I’m reading a book I find exceedingly fascinating. It’s called American Brutus, and it’s a fairly new biography of John Wilkes Booth, by Michael W. Kauffman. John Wilkes Booth and Lincoln are two figures about which most of us think we know a lot–all those US History courses we’re required to take do cover the events, after all. But, unless you are a history buff (which I never was, but am beginning to be), I doubt you’re familiar with the details this book describes.
Booth was a figure of huge complexity, one of the most famous actors of his day and part of an acting family as famous as the later Barrymores, as well as a person of great charm and intelligence (not to mention extraordinary handsomeness–see the photo on the cover). I used to think I knew what Booth’s motive was–he was a Southern sympathizer–but that’s an extreme oversimplification. The truth, as usual, is not only more complex, it’s more interesting–and more relevant to our times. But you’ll have to read the book to find that out (no, I don’t get a commission).
Lincoln was a figure who was widely reviled in his time for causing the war, and for policies instituted during it. I’d known that. But the book brings these facts alive by quoting contemporary sources in a way that makes the criticism seem–well, familiar (although the civic turmoil seems to have been even more extreme than at present):
The Civil War was unlike anything known in modern times, and the nation came closer to collapse than most people realize today. Emancipation of slaves, confiscation of property, and the draft often led to deadly clashes between the public and civil authorities. The political storm threatened not only the federal government, but state governments as well…In the middle stood Abraham Lincoln, blamed for the war and fired upon from all sides. It was not just the fringe element who hated the president; judges, senators, editors, and otherwise respectable citizens left no doubt of their contempt for him as well. One senator compared Lincoln to the tyrants of history, saying “They are all buried beneath the wave of oblivion compared to what this man of yesterday, this Abraham Lincoln, that neither you nor I ever heard of four years ago, has chosen to exercise…” To that senator and countless citizens, Abraham Lincoln was the American Caesar, out to establish a new empire from the ashes of a republic.

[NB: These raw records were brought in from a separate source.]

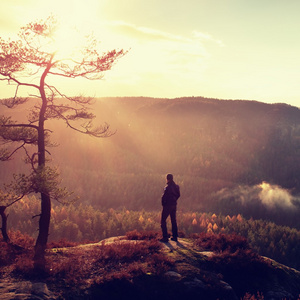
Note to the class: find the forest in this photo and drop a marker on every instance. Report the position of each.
(229, 157)
(237, 163)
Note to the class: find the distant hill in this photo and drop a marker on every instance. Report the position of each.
(211, 146)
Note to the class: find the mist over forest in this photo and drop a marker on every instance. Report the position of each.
(228, 156)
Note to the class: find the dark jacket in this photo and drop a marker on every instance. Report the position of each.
(171, 194)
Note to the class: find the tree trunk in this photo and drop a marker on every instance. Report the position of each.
(44, 222)
(4, 224)
(41, 242)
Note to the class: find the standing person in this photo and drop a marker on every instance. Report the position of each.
(169, 203)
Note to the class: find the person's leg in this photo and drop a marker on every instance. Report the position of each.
(163, 223)
(174, 222)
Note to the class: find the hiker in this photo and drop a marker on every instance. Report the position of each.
(169, 203)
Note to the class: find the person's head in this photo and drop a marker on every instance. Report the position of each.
(169, 177)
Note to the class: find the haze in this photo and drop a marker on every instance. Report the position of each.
(226, 49)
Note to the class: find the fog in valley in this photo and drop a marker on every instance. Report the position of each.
(229, 157)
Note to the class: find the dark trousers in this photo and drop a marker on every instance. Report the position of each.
(169, 210)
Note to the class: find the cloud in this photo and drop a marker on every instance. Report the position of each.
(269, 195)
(183, 58)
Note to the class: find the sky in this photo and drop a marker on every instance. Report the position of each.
(226, 49)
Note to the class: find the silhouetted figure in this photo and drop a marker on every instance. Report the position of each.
(169, 203)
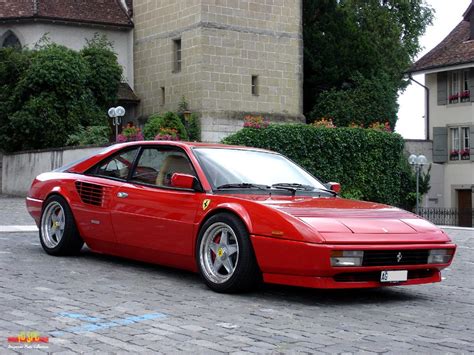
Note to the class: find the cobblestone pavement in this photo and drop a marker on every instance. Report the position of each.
(13, 211)
(94, 303)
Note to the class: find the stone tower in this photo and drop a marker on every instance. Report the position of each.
(228, 58)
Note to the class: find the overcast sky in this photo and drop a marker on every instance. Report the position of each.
(411, 122)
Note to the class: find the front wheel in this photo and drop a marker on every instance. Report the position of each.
(58, 232)
(225, 255)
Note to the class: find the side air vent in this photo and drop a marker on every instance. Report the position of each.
(91, 194)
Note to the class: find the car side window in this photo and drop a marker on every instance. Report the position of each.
(156, 166)
(118, 166)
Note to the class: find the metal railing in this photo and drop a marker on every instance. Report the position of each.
(447, 216)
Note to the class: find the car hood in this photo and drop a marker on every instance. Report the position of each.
(340, 220)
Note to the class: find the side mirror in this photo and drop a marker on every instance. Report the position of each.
(183, 181)
(334, 186)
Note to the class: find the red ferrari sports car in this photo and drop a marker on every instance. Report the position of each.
(236, 215)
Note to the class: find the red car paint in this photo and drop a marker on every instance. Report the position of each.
(292, 236)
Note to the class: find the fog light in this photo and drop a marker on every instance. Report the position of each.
(440, 256)
(347, 257)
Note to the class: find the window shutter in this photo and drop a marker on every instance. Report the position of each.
(471, 83)
(440, 144)
(442, 88)
(471, 141)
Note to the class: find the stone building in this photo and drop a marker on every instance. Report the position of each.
(449, 78)
(227, 58)
(71, 23)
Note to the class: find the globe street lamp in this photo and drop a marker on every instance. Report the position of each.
(116, 114)
(417, 161)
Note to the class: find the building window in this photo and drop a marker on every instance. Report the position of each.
(255, 85)
(10, 40)
(163, 96)
(458, 85)
(460, 145)
(177, 55)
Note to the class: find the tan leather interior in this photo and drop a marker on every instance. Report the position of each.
(173, 164)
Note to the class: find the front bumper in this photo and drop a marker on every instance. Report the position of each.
(308, 265)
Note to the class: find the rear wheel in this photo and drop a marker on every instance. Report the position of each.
(58, 232)
(225, 255)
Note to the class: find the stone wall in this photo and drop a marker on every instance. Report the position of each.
(224, 44)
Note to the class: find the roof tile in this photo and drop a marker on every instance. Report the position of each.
(108, 12)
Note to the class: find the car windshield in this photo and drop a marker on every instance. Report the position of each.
(238, 168)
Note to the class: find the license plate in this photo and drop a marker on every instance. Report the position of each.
(394, 276)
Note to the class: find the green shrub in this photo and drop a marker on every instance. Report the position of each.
(90, 135)
(168, 120)
(369, 164)
(49, 93)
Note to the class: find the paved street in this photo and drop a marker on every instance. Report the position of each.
(95, 303)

Thus, the name of the book: American Brutus, which is how Booth saw himself. Some newspapers of the time even called for Lincoln’s assassination, explicitly invoking the Brutus comparison.

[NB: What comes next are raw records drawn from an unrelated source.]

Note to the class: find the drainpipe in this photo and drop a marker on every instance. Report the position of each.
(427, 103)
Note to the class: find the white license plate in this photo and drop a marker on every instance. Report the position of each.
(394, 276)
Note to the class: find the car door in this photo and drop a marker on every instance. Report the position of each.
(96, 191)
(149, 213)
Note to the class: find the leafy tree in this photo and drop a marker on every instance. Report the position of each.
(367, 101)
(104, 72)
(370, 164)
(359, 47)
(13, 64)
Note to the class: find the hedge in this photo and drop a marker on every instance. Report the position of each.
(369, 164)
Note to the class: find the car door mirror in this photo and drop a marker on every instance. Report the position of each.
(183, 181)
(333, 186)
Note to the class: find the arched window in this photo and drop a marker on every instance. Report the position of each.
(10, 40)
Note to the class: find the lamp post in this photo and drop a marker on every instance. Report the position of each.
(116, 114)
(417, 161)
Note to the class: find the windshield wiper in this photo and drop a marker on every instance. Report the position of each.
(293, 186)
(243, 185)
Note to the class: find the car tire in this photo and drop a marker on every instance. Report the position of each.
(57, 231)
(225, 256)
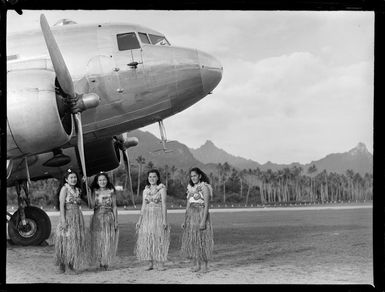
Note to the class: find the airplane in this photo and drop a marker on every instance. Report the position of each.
(163, 139)
(73, 93)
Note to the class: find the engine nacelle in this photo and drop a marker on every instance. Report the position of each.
(34, 124)
(101, 155)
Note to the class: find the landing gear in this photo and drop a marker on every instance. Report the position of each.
(29, 225)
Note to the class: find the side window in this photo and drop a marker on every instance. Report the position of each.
(143, 38)
(127, 41)
(158, 40)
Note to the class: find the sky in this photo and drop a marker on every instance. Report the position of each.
(296, 85)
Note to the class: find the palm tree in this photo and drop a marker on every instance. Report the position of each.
(350, 175)
(312, 169)
(141, 160)
(220, 173)
(226, 169)
(166, 174)
(150, 165)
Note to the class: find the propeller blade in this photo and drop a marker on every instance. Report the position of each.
(62, 74)
(79, 133)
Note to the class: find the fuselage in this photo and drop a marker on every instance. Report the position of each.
(139, 82)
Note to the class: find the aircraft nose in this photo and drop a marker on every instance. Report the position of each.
(211, 71)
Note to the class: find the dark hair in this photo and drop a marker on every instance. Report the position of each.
(63, 182)
(204, 177)
(157, 174)
(95, 186)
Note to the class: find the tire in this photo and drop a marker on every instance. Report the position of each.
(37, 230)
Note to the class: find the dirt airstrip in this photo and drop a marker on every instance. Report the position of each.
(252, 246)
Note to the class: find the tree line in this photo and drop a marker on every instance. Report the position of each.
(230, 185)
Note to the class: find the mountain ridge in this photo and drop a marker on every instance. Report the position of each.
(359, 159)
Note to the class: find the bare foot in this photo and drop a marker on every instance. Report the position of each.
(149, 268)
(60, 270)
(161, 268)
(204, 270)
(196, 269)
(71, 272)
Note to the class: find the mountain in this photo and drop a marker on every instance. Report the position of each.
(181, 157)
(358, 159)
(209, 153)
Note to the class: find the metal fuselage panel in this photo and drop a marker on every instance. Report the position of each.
(166, 80)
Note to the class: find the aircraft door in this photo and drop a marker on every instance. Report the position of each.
(102, 75)
(129, 63)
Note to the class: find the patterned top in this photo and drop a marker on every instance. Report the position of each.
(195, 193)
(72, 195)
(103, 198)
(153, 194)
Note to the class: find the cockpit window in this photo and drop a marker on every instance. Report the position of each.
(127, 41)
(144, 38)
(158, 40)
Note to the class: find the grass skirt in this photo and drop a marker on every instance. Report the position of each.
(104, 237)
(153, 240)
(70, 243)
(197, 244)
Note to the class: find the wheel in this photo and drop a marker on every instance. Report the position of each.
(37, 230)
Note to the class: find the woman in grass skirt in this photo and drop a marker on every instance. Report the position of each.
(70, 239)
(104, 222)
(153, 233)
(197, 238)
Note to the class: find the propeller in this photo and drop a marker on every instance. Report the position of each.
(76, 102)
(123, 142)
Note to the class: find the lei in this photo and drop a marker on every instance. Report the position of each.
(197, 190)
(153, 191)
(75, 198)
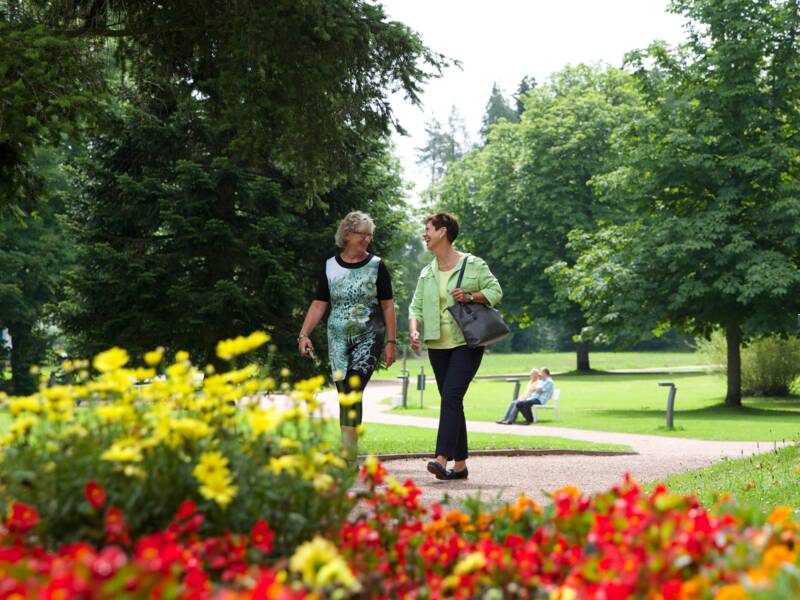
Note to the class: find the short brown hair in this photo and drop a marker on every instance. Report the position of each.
(447, 221)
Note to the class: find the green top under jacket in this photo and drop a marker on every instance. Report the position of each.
(425, 304)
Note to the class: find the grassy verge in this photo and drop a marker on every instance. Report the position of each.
(636, 404)
(768, 480)
(498, 364)
(390, 439)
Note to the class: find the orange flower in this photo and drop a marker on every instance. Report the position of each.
(776, 556)
(779, 515)
(731, 592)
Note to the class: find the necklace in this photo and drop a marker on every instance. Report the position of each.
(450, 263)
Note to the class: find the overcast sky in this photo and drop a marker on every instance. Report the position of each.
(503, 40)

The papers of Europe also got into the act of over-the-top criticism of Lincoln. Here’s the London Times, reprinted in an Indianapolis paper of the time:
Mr. Lincoln and his party have been dominant as no set of men ever were before in a land peopled by the English race. They have governed twenty millions of their countrymen with a revolutionary freedom from the trammels of law.
After the assassination, however, some newspapers that had formerly been fiercely anti-Lincoln backtracked and suddenly decided he was a hero after all. Some papers which had been most critical of Lincoln were set on by angry mobs. This was part of a pattern of post-assassination violence in which some who were heard to speak out in favor Booth’s act were lynched. Although there’s no record of the number of such deaths, the author believes it was in the hundreds.
Here is how Europe and Canada reacted:
Throughout most of the civilized world, foreign leaders expressed horror at the assassination and sympathy for the nation’s loss. But in Montreal, reactions were mixed. Canadian officials offered condolences, and a great many citizens draped their buildings in mourning. But others celebrated openly, and their revelry caused the U.S. consul to remark that “treason has transformed them to brutes, and seems to have eradicated from their breasts all sense of moral right.” He would have been deeply offended by an editorial in the London Examiner that said, “It must be remembered that atrocious as was Booth’s deed, his ‘sic semper tyrannis’ was literally justified by the facts. The man he killed had murdered the Constitution of the United States, had contradicted and set at naught the principles under which the States came together, had practically denied the competence of the signatories of the Declaration of Independence, and overthrown all for which Washington fought and Patrick Henry spoke.”